- 42-letnia Mirella ze Świętochłowic, która spędziła 27 lat w izolacji, 30 października została przewieziona do Sądu Rejonowego w Chorzowie.
- Kobieta ma zostać przesłuchana w obecności biegłego psychologa. Prokuratura prowadzi śledztwo pod kątem znęcania się psychicznego i fizycznego.
- Sprawa wyszła na jaw w lipcu, gdy policja podczas interwencji znalazła w mieszkaniu skrajnie zaniedbaną kobietę, która od 15. roku życia nie istniała w żadnych oficjalnych rejestrach.
- Przesłuchanie w sądzie jest kluczowe, ponieważ odbędzie się bez obecności rodziców. Wcześniej, w ich towarzystwie, kobieta nie potwierdziła, że była przetrzymywana siłą.
Tajemnica Mirelli ze Świętochłowic. Dlaczego przez 27 lat nikt nie szukał zaginionej 15-latki?
Sprawa Mirelli ze Świętochłowic to jedna z najbardziej tajemniczych historii, ujawnionych w ostatnim czasie. Wszystko zaczęło się 6 stycznia 1997 roku, gdy rodzice wypisali 15-letnią wówczas dziewczynę ze szkoły. Od tamtej pory słuch o niej zaginął. Sąsiadom, którzy dopytywali o czarnowłosą nastolatkę, rodzice przedstawiali sprzeczne wersje – a to, że zaginęła, a to, że wyjechała, a nawet, że wróciła do „biologicznych rodziców”. Z biegiem lat wszyscy zapomnieli. Kobieta nie istniała dla systemu przez 27 lat.
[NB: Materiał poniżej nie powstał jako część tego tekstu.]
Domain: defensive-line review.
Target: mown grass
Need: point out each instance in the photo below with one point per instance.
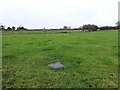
(90, 59)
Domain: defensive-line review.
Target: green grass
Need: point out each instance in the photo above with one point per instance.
(90, 59)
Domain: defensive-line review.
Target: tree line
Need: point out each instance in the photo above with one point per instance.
(86, 27)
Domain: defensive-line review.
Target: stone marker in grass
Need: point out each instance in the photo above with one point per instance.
(56, 65)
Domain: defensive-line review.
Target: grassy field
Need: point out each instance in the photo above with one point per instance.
(90, 59)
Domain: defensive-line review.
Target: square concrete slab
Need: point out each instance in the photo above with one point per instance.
(56, 65)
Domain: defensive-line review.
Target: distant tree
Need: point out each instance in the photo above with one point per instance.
(13, 28)
(118, 24)
(90, 27)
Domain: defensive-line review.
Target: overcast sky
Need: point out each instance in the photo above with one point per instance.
(57, 13)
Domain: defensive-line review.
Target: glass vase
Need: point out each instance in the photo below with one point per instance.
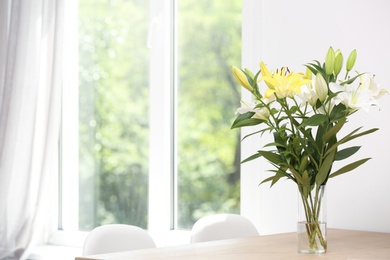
(311, 228)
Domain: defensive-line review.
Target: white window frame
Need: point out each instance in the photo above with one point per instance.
(162, 143)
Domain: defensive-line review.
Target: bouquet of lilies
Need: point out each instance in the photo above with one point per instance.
(305, 113)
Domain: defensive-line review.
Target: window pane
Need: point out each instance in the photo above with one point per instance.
(113, 116)
(209, 42)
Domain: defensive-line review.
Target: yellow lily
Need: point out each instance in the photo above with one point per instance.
(241, 78)
(283, 83)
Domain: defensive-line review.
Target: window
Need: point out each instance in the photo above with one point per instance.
(146, 133)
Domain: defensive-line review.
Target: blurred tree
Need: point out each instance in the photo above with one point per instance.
(114, 99)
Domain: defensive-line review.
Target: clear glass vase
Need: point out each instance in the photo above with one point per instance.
(311, 228)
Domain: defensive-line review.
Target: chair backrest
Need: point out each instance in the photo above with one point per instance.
(222, 226)
(116, 238)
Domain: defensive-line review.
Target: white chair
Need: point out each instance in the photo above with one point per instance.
(116, 238)
(222, 226)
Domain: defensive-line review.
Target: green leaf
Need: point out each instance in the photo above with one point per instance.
(323, 172)
(350, 137)
(334, 130)
(349, 167)
(246, 120)
(252, 157)
(297, 176)
(345, 153)
(274, 179)
(272, 157)
(315, 120)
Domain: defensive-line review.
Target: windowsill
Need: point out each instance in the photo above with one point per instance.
(63, 252)
(46, 252)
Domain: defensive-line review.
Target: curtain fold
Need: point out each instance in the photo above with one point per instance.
(30, 86)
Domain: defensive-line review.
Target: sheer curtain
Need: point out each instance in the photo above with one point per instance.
(30, 76)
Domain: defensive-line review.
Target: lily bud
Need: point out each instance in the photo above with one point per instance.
(338, 63)
(241, 78)
(265, 72)
(321, 87)
(329, 61)
(351, 60)
(308, 73)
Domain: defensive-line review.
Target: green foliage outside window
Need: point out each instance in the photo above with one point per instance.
(114, 115)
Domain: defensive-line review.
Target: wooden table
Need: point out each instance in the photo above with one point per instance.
(342, 244)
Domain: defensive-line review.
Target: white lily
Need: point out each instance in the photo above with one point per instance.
(260, 113)
(317, 90)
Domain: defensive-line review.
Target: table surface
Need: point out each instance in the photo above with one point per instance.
(342, 244)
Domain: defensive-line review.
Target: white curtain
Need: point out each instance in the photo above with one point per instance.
(30, 76)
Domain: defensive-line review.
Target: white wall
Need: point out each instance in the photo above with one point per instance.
(291, 33)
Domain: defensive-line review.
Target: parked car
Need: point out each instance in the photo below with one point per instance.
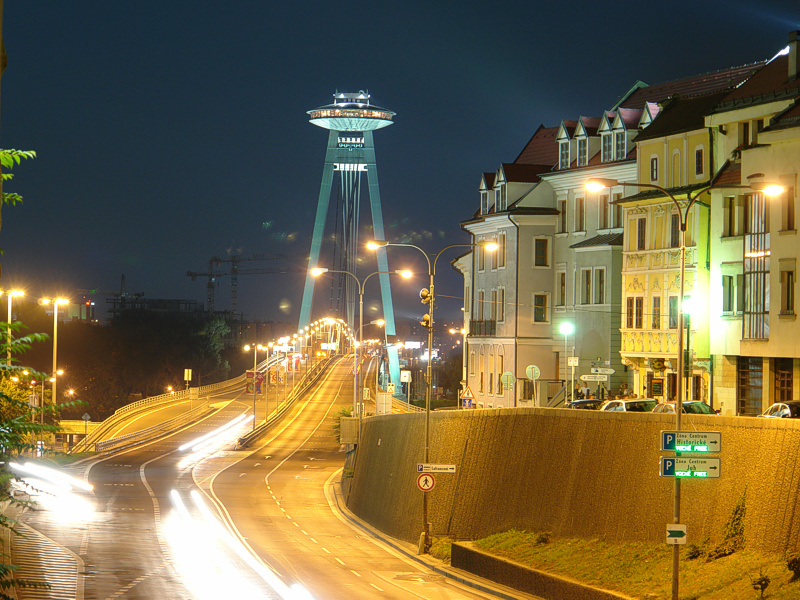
(693, 407)
(634, 405)
(591, 404)
(783, 410)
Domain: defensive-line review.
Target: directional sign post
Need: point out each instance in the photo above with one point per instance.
(691, 441)
(433, 468)
(676, 534)
(426, 482)
(690, 467)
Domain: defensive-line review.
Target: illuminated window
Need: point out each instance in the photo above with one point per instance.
(563, 155)
(656, 316)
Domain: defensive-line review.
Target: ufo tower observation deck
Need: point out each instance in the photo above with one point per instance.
(350, 120)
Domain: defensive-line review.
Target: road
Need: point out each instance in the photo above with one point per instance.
(148, 538)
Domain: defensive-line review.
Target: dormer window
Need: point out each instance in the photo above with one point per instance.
(619, 141)
(608, 149)
(563, 155)
(583, 152)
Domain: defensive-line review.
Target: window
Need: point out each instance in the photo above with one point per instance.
(501, 304)
(641, 230)
(580, 215)
(563, 155)
(616, 211)
(783, 379)
(629, 313)
(586, 286)
(602, 210)
(561, 282)
(787, 210)
(733, 216)
(583, 152)
(673, 312)
(750, 380)
(656, 316)
(675, 231)
(728, 293)
(599, 286)
(608, 149)
(619, 142)
(540, 308)
(639, 313)
(787, 292)
(541, 252)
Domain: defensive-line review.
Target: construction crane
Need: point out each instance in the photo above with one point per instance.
(213, 274)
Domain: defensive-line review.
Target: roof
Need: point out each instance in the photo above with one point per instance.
(680, 115)
(769, 83)
(541, 149)
(520, 173)
(606, 239)
(696, 85)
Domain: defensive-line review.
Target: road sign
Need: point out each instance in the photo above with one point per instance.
(426, 482)
(532, 372)
(433, 468)
(684, 467)
(603, 371)
(691, 441)
(594, 377)
(676, 534)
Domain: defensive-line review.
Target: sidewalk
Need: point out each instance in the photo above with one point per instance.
(336, 501)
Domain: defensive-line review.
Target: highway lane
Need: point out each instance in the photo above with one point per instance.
(275, 500)
(137, 545)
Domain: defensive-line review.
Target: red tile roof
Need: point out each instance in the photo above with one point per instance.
(541, 149)
(691, 86)
(770, 82)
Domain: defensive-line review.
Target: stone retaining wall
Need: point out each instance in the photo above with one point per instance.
(574, 473)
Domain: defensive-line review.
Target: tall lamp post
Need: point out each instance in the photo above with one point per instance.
(566, 329)
(255, 348)
(768, 189)
(357, 354)
(9, 295)
(55, 302)
(428, 297)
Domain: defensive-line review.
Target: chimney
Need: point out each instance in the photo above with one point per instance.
(794, 66)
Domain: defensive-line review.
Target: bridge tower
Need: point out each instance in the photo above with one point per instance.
(350, 120)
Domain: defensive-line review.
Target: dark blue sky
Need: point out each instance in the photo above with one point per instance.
(170, 132)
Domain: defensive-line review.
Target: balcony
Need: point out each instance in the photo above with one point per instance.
(486, 328)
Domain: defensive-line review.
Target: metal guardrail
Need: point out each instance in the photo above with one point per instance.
(126, 411)
(150, 433)
(301, 388)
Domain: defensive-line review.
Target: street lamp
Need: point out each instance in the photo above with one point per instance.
(357, 354)
(9, 295)
(768, 189)
(428, 297)
(255, 348)
(566, 329)
(55, 302)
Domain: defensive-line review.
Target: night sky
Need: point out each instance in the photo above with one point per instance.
(170, 132)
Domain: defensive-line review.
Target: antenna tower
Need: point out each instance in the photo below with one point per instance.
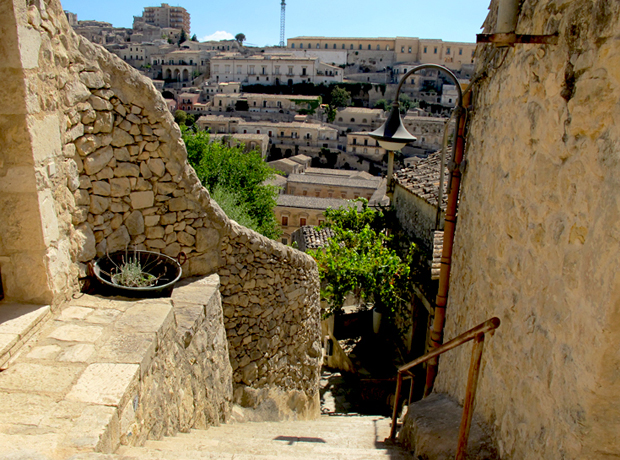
(282, 23)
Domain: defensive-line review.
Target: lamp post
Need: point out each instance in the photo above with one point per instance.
(394, 136)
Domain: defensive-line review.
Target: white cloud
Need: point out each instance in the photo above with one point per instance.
(219, 35)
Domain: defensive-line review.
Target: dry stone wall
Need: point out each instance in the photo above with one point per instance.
(537, 238)
(271, 311)
(114, 174)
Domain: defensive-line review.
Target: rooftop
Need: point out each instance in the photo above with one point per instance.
(422, 178)
(313, 238)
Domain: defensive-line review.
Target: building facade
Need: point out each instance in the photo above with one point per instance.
(175, 17)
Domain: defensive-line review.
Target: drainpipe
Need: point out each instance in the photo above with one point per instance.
(439, 320)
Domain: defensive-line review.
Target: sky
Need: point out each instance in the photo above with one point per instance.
(259, 20)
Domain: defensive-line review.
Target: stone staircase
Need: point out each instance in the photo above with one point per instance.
(330, 437)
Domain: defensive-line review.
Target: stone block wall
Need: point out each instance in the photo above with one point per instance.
(113, 173)
(537, 238)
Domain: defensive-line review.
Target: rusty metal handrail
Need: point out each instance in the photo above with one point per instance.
(476, 334)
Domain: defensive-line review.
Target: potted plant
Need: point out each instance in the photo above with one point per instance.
(137, 273)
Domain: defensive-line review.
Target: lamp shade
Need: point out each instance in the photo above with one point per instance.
(393, 135)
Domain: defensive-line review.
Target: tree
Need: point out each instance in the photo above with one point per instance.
(180, 117)
(183, 37)
(240, 38)
(340, 97)
(237, 176)
(361, 257)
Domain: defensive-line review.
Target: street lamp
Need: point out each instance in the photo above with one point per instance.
(393, 135)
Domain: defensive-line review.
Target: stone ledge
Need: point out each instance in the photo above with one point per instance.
(431, 428)
(17, 324)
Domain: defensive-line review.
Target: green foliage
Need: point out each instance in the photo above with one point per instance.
(238, 175)
(180, 117)
(234, 207)
(362, 258)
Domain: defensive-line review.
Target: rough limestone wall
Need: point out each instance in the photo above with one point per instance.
(416, 215)
(538, 237)
(123, 180)
(272, 317)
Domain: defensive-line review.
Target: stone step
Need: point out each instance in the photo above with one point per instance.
(18, 323)
(351, 438)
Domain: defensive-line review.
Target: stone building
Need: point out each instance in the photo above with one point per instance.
(359, 119)
(293, 136)
(92, 162)
(265, 103)
(293, 212)
(273, 69)
(537, 237)
(416, 194)
(174, 17)
(377, 53)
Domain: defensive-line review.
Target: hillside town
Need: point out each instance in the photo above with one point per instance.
(338, 247)
(243, 93)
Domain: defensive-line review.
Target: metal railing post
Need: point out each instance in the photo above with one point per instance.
(399, 383)
(470, 396)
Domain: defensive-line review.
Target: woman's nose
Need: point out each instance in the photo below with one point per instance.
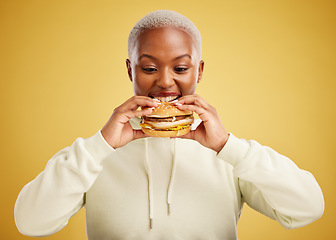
(165, 80)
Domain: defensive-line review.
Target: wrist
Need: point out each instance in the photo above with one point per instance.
(222, 143)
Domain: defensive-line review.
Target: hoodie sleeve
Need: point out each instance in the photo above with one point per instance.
(272, 184)
(45, 205)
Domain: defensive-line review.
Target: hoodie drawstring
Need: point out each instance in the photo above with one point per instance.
(150, 183)
(150, 186)
(172, 178)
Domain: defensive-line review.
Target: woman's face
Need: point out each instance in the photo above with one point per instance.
(164, 64)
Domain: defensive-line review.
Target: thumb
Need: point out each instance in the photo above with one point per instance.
(139, 134)
(189, 135)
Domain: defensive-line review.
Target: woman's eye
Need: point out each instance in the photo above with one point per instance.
(149, 70)
(180, 69)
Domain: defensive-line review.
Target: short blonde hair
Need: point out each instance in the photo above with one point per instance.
(164, 18)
Nie posiadała dowodu osobistego, nie miała ubezpieczenia zdrowotnego i nigdy nie skorzystała z pomocy lekarza.
Prawda o jej dramacie wyszła na jaw dopiero 29 lipca tego roku, gdy po awanturze w mieszkaniu na miejsce wezwano policję. Jak informował „Fakt”, rodzice początkowo twierdzili, że mieszkają sami. Gdy funkcjonariusze weszli do środka, ich oczom ukazał się wstrząsający widok. W mieszkaniu znajdowała się skrajnie zaniedbana Mirella. Kobieta natychmiast trafiła do szpitala, a jej historię nagłośniły trzy kobiety, które założyły dla niej zbiórkę w serwisie pomagam.pl, by pomóc jej wrócić do normalnego życia.
Czy Mirella pogrąży rodziców?
Po nagłośnieniu sprawy przez media, Prokuratura Rejonowa w Chorzowie wszczęła śledztwo w sprawie znęcania się fizycznego i psychicznego nad kobietą. – Na ten moment nikomu nie przedstawiliśmy zarzutów, trwają przesłuchania świadków – powiedziała w rozmowie z „Faktem” prokurator Sabina Kuśmierska, szefowa chorzowskiej prokuratury.
Kluczowe dla sprawy okazało się poniedziałkowe przesłuchanie. Z relacji "Faktu" wynika, że w czwartek, 30 października kilka minut przed godziną 11:00 pod blokiem, w którym mieszka Mirella, pojawili się policjanci po cywilnemu. Kobieta została ostrożnie sprowadzona do nieoznakowanego radiowozu.
O godzinie 12:00 w chorzowskim sądzie rozpoczęło się jej przesłuchanie w specjalnym trybie, w obecności biegłego psychologa. Najważniejsze jest to, że tym razem zeznawała bez obecności rodziców. Poprzednie przesłuchanie, które odbyło się w jej domu, nie przyniosło przełomu – kobieta nie potwierdziła, że była przetrzymywana siłą. Czy teraz, czując się bezpiecznie, zdecyduje się opowiedzieć całą prawdę o piekle, które zgotowała jej najbliższa rodzina? Zeznania kobiety mogą być kluczowe w wyjaśnieniu tej zagadkowej historii.